A potentially cleaner way to make hydrogen involves a process called electrolysis, which is essentially reverses the fuel cell’s chemistry: This time, you run electricity through water, splitting H2O back into hydrogen and oxygen. But if that electricity is generated by burning fossil fuels, the pollution eliminated from a hydrogen car's tailpipe would simply be shifted to the power plant. So the promise of a clean hydrogen economy requires the use of renewable power sources like solar or wind power. Even the most optimistic projections say it will take decades before renewable power can produce more than a fraction of the hydrogen need to replace gasoline. 

Major energy producers like BP and Shell say they’re trying to solve that problem by boosting production of renewable power. They’re also at work on another major challenge: How to distribute hydrogen to retail customers — if and when car makers eventually figure out how to produce an affordable fuel-cell vehicle.
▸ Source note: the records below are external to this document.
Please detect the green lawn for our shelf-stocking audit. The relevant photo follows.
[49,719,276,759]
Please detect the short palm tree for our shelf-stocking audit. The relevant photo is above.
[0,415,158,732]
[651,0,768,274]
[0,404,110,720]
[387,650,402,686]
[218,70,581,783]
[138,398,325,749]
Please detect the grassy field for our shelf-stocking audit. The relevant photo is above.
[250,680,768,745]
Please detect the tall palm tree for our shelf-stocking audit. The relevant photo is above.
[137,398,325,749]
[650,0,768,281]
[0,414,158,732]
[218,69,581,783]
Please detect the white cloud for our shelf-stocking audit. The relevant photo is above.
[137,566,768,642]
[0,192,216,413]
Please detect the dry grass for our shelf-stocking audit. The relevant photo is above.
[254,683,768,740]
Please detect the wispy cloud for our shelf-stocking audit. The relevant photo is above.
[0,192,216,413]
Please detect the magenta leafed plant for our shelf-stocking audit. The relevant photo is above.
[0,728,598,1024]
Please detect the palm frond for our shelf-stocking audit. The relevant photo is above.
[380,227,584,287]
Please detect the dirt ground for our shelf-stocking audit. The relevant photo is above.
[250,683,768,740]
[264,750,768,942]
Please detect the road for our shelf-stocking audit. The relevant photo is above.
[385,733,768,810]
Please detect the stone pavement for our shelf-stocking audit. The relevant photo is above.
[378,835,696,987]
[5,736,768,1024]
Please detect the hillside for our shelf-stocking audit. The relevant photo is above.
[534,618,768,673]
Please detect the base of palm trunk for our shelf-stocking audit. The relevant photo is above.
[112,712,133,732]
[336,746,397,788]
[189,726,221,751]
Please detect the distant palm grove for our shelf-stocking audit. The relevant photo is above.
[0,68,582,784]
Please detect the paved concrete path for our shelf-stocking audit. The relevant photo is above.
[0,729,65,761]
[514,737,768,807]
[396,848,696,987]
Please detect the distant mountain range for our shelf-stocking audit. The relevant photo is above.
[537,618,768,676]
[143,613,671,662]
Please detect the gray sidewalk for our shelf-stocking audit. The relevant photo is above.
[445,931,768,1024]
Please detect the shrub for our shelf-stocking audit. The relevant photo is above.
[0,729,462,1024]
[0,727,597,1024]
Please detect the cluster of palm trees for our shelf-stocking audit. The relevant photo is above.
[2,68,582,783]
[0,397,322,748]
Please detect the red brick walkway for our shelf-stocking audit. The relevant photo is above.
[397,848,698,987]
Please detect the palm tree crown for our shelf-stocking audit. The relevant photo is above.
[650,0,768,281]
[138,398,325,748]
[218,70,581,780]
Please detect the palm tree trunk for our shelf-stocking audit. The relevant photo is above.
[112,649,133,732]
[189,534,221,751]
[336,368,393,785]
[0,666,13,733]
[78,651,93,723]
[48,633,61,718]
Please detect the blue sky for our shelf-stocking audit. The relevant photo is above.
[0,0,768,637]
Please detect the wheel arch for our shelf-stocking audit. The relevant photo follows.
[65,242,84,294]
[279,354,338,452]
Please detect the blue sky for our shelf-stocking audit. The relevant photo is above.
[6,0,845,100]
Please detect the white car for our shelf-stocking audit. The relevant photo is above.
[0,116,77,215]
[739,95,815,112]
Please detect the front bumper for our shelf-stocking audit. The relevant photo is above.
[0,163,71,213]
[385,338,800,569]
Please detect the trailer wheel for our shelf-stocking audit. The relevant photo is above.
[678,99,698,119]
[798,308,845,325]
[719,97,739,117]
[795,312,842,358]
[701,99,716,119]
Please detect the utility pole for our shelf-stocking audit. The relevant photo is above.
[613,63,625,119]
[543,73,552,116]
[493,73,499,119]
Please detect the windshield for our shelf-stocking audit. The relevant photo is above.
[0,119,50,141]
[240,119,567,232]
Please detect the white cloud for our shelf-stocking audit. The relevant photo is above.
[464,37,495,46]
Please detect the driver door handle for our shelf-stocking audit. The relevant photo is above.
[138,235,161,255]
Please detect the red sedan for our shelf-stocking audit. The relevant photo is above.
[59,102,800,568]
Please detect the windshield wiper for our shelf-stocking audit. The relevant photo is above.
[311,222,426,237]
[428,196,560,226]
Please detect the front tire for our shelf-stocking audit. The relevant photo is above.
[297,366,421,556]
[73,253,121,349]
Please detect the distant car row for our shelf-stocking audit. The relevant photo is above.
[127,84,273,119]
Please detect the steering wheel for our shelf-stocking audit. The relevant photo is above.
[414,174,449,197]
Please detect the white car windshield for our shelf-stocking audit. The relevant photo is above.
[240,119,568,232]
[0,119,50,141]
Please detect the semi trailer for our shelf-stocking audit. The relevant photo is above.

The Shell filling station President Bush visited in May was designed to show the public — and decision makers in Washington — the company’s idea of what a hydrogen station might look like.

The idea was “to demonstrate to people that a hydrogen pump would look like a regular gasoline pump,” said Phil Baxley, Shell Hydrogen’s vice president for business development. “It sits alongside the bays for diesel and gasoline, and we stored hydrogen underground like we store gasoline now.”

Baxley says the safety issues associated with transporting, storing and dispensing hydrogen to retail customers are not all that different than handling other gas fuels like propane. But it remains to be seen whether safety measures developed for industrial settings for workers trained in handling gas fuels can be adapted for a retail pumping station. The cost — and consumer acceptance — of these safety measures could pose another hurdle for hydrogen.

Despite its compelling advantages of as a clean, abundant replacement for fossil fuels, in the long run, the successful development of a “hydrogen economy” will be driven by economics. And so far, one of hydrogen’s most compelling advantages — the virtual elimination of pollution and carbon-based greenhouse gases — doesn’t by itself provide any direct economic benefits to energy producers or consumers. For that to happen, the U.S. and other large energy consumers like China and India would have to impose economic penalties for carbon emissions — or adopt a so-called “cap and trade” system of letting companies that exceed carbon caps buy permission to do so from companies that produce less than their share of emissions.

Hydrogen is also competing with other energy gasoline alternatives that could pay off sooner. So if oil and gas prices prices continue to rise, hydrogen could find itself pre-empted by other, cheaper forms of more readily available renewable fuels, including biodiesel or ethanol made from crops. Converting coal to liquid motor fuels could also become economically competitive. If battery technology improves more quickly than fuel cell breakthroughs, “pluggable hybrid” gas-electric vehicles could eventually evolve into all-electric cars that could store enough power to match the range of conventional gasoline-powered cars.

All of which has put added pressure on hydrogen proponents and backers to demonstrate that they can cross the finish line first.